On the cross-sections where \(x=\) Xcoord, the following quantities are found

Key

Description

Xcoord

\(x\) axis coordinate (mm)

DepthMax

the (signed) distance from the lowest point of the solidified metal to the surface (mm)

HeightMax

the (signed) distance from the highest point of the solidified metal to the surface (mm)

DepthAtCenter

the (signed) distance from the lowest point of the solidified metal in the center of the track (fixed \(y\)) to the surface (mm)

HeightAtCenter

the (signed) distance from the highest point of the solidified metal in the center of the track (fixed \(y\)) to the surface (mm)

WidthMax

maximal width of the melted metal in the center of the track (mm)

WidthAtSubstrate

the width of the melted metal in the center of the track, measured at substrate surface (mm). Inf if there is no melted metal in this position

Analyze Surface

The surfaceAnalyzer.x script outputs a 3D surface as a height function of coordinates \(h(x,y)\) in the text file format.

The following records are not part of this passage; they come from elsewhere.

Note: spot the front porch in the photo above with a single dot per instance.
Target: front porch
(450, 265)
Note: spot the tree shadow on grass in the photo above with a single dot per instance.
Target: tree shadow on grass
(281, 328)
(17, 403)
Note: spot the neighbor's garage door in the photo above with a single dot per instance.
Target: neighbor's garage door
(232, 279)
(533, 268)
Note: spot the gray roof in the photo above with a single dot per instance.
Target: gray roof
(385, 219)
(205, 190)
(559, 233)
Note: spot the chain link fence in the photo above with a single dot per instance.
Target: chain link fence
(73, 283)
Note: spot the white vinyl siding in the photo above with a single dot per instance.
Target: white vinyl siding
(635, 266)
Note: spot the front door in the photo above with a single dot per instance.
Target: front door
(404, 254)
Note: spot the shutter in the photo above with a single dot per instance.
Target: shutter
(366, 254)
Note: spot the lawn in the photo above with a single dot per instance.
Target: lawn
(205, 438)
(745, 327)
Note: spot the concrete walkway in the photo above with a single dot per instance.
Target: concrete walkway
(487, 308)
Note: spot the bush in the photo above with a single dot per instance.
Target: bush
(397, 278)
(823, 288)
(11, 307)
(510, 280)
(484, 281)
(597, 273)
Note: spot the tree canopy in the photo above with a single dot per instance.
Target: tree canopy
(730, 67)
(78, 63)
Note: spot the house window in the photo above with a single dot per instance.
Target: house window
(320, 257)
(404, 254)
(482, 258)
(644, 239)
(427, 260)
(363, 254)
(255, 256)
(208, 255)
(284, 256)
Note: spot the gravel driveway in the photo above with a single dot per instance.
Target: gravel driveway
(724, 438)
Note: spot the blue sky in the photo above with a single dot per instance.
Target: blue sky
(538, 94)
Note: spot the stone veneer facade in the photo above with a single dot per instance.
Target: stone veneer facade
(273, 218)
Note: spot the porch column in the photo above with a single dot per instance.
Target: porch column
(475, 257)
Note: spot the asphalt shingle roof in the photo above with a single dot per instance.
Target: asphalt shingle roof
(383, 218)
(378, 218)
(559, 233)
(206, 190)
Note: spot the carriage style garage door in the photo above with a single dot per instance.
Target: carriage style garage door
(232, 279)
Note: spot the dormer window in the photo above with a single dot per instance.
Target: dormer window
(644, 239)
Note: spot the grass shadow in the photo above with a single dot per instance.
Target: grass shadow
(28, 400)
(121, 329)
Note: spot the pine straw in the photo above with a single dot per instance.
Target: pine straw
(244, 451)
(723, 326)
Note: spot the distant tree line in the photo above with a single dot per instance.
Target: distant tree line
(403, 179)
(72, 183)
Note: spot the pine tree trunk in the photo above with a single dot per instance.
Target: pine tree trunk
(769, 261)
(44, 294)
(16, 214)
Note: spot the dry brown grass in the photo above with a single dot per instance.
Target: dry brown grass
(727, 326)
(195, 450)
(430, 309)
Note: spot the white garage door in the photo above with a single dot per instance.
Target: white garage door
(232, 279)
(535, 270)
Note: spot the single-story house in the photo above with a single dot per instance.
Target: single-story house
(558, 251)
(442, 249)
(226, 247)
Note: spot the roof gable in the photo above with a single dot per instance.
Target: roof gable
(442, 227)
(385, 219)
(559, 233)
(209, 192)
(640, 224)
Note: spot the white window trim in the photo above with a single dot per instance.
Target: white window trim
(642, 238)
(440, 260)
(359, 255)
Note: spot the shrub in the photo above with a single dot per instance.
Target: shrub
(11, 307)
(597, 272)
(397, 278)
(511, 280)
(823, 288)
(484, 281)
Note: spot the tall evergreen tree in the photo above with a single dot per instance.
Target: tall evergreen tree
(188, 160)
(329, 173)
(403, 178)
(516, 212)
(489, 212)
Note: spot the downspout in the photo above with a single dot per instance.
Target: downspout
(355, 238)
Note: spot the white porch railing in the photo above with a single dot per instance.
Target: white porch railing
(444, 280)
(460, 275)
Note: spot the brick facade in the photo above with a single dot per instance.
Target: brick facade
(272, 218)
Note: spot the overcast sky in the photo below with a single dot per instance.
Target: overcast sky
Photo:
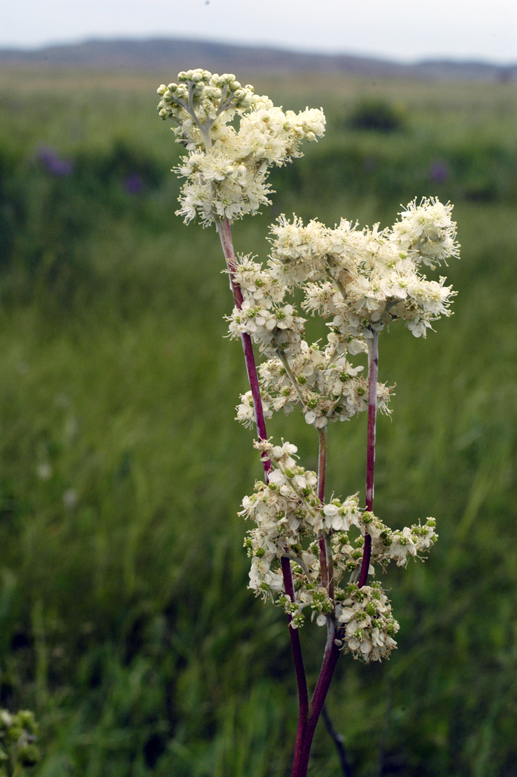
(399, 29)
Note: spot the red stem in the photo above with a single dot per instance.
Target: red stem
(322, 470)
(224, 230)
(373, 372)
(330, 659)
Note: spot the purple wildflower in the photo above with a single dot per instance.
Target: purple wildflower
(53, 163)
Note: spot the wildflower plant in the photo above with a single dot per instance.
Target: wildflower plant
(316, 559)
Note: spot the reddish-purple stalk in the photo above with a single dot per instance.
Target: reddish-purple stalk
(322, 471)
(308, 716)
(373, 372)
(331, 655)
(224, 230)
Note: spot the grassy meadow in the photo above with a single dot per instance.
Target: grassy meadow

/opt/KiSSAM/scripts/surfaceAnalyzer.x sim_geometry.vdb > groundsurf.dat

The groundsurf.dat file contains height as a \(h(x,y)\) table, and melted material depth in the same format. Here is an example

#units: millimeters
#Xcoord Ycoord SurfaceHeight MeltpoolDepthPosition
0 0 4.564 4.564
0.007 0 4.564 4.564
0.014 0 4.564 4.564
0.021 0 4.564 4.564
0.028 0 4.564 4.564
0.035 0 4.564 4.564
...
../_images/surfaceAnalyzer1.png

Fig. 14 Surface plot of the script output.

Analyze Porosity

The ./calcPorosity.x calculates volume and porosity map of the bulk material. Usage

/opt/KiSSAM/scripts/calcPorosity.x geometry.vdb [ --voxel_size <vx,vy,vz> ] [ --box <Xmin,Ymin,Zmin Xmax,Ymax,Zmax> ] [ --obviate_above ]

Coordinates units are millimeters. The geometry is subdivided into rectangles with the size voxel_size. The averaged porosity over each rectange is written to the output.

--voxel_size

Voxel sizes are specified in mm. Voxel sizes can be set as -1. In that case, the full grid size along axis is assumed. Default voxel sizes are -1,-1,-1, and one porosity value for the whole region is computed.

--box

Analyze porosity only in specified box (box sizes are specified in mm).

--obviate_above

Do not consider the void region above the powder/remelted material as special region without pores.

Sample usage:

/opt/KiSSAM/scripts/calcPorosity.x drop/geometry.vdb --voxel_size 0.03,-1,-1

After the computation is finished, the output contains several columns, as in

#X-coordinate(mm) TotalVolume(mm^3)   RemeltedVolume(mm^3)    TotalBulkDensity,%

 ...
1.185 1.200390        0.000537        91.42789
1.215 1.200390        0.000539        91.48217
1.245 1.200390        0.000515        91.45513
1.275 1.200390        0.000505        91.48800
1.305 1.200390        0.000531        91.46917
1.335 1.200390        0.000528        91.46649
1.365 1.200390        0.000486        91.41384

The melted material in geometry.vdb is only the material melted in the latest layer. In case the porosity across several layer is required, use the mergeLayers.x script in advance.